Coding for Efficiencies in Cataloging and Metadata: Practical Applications of XML, XSLT, XQuery, and PyMarc for Library Data

Software Recommendations and Installation Instructions

June 25, 8:30 – 4:30p.m.

An ALCTS Preconference of the ALA Annual Conference San Francisco, CA

XML Technologies for Catalogers and Metadata Librarians, Parts I & II Links and installation tips

The preconference morning sessions will include hands-on exercises and demonstrations in creating and editing XML cataloging and metadata records and will introduce the use of XSLT, the XML eXtensible Stylesheet Language for Transformations. The recommended software application so that you can follow along and complete the hands-on exercises during these sessions is SyncRO Soft's oXygen XML Editor. Below we provide links for downloading this application and getting a temporary 30-day trial license, and tips for installing oXygen on your laptop. oXygen is a powerful tool. We will only be exploring a small fraction of its menus. Do not be put off by the extent of its menus and options. (Alternatives to oXygen are discussed on the next page, but keep in mind, the presenters will be working primarily in oXygen.)

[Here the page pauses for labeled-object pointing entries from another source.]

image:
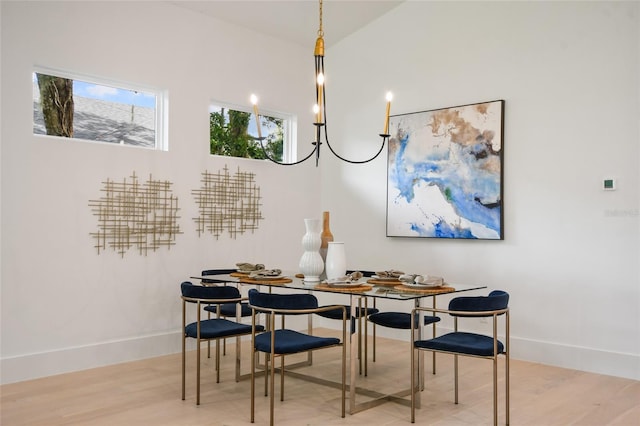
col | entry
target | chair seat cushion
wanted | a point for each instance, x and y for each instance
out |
(290, 342)
(216, 328)
(401, 320)
(460, 342)
(229, 309)
(337, 313)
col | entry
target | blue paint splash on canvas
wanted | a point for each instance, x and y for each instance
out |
(445, 184)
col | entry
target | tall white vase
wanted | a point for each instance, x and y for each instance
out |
(336, 264)
(311, 264)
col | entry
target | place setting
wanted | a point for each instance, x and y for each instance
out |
(349, 283)
(389, 278)
(258, 274)
(429, 284)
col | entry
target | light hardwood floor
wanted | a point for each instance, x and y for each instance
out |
(148, 393)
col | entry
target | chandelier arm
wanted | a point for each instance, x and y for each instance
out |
(316, 148)
(326, 137)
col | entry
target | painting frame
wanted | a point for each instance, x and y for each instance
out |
(445, 173)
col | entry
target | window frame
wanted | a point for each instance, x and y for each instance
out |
(160, 114)
(289, 127)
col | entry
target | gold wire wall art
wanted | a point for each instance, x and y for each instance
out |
(227, 203)
(135, 215)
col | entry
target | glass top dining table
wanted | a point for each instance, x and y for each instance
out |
(359, 293)
(364, 287)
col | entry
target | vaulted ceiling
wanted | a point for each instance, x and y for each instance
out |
(295, 20)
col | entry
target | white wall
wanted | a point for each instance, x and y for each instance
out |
(64, 307)
(567, 71)
(569, 74)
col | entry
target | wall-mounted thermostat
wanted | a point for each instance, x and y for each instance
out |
(609, 184)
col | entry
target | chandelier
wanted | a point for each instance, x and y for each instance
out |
(320, 112)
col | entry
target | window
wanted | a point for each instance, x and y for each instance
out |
(233, 133)
(73, 106)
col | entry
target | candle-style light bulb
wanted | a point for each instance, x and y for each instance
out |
(386, 118)
(320, 81)
(254, 101)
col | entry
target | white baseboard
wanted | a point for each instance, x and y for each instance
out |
(591, 360)
(33, 366)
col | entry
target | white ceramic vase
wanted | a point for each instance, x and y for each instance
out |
(311, 264)
(336, 264)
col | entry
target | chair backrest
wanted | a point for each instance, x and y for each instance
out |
(217, 271)
(208, 293)
(495, 301)
(364, 273)
(282, 301)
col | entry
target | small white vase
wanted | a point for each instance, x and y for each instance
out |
(336, 264)
(311, 264)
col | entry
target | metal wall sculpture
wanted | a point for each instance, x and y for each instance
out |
(227, 203)
(133, 214)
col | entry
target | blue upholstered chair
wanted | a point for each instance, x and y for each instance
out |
(362, 312)
(459, 343)
(224, 309)
(212, 328)
(283, 341)
(401, 321)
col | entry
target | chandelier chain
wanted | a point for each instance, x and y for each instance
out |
(320, 31)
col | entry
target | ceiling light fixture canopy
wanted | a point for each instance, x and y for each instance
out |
(320, 111)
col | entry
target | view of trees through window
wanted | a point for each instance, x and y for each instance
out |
(233, 133)
(74, 108)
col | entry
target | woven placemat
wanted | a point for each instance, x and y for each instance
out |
(384, 283)
(248, 280)
(429, 290)
(359, 288)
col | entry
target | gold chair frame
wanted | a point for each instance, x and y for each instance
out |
(270, 368)
(494, 315)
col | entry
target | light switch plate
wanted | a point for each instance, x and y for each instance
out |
(609, 184)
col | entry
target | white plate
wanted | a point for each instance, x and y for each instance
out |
(345, 284)
(266, 277)
(376, 277)
(414, 285)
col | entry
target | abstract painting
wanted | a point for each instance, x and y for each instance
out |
(444, 174)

1. oXygen is a commercial, general purpose XML editing and development tool. It can be used to create and edit XML and HTML, as well as to create and test XML schemas and XSLT stylesheets. It has aggressive academic pricing and a 30-day free trial license. - Product home page: http://www.oxygenxml.com/ - Download from: http://www.oxygenxml.com/download_oxygenxml_editor.html. Please read the minimum requirements before installing. Both Windows & Mac operating systems are supported. Both options require Java (included as part of the oXygen download in case you do not already have a current version of Java installed). - Windows 32-bit & 64-bit downloads are self-extracting install executables (.exe files). After download, run (double-click) the file and follow the install wizard instructions. - Mac download is a zip file or a tar-gzip file. Once downloaded, installation is accomplished by unzipping or extracting in the usual way. - In order to use oXygen (all platforms) you must paste in a valid license key. Keys are emailed to you. The first time you start oXygen, you will be prompted to paste in the key you were emailed. Simply copy and paste. - To register for a 30-day trial license key, go to: http://www.oxygenxml.com/register.html. You can also request a trial license key or update your key by selecting 'Register…' from the 'Help' menu. - For academic pricing: http://www.oxygenxml.com/buy_new_licenses_academic.html

Other Software

We will also be reviewing ways to create XML files directly from MARC records, to view XML files in your Web browser and to edit simple XML files using generic plain text editors. So that you can follow along on these topics, you may also want to verify your Web Browser's ability to display raw XML. Please consider downloading and installing a plain text editing software and Terry Reese's MarcEdit tool. Finally, for completeness, we also include below links for installing 2

alternatives to oXygen, Altova's XML Spy and Stylus Studio XML Editor – but installation of these products is not required unless for some reason oXygen is not an option for you.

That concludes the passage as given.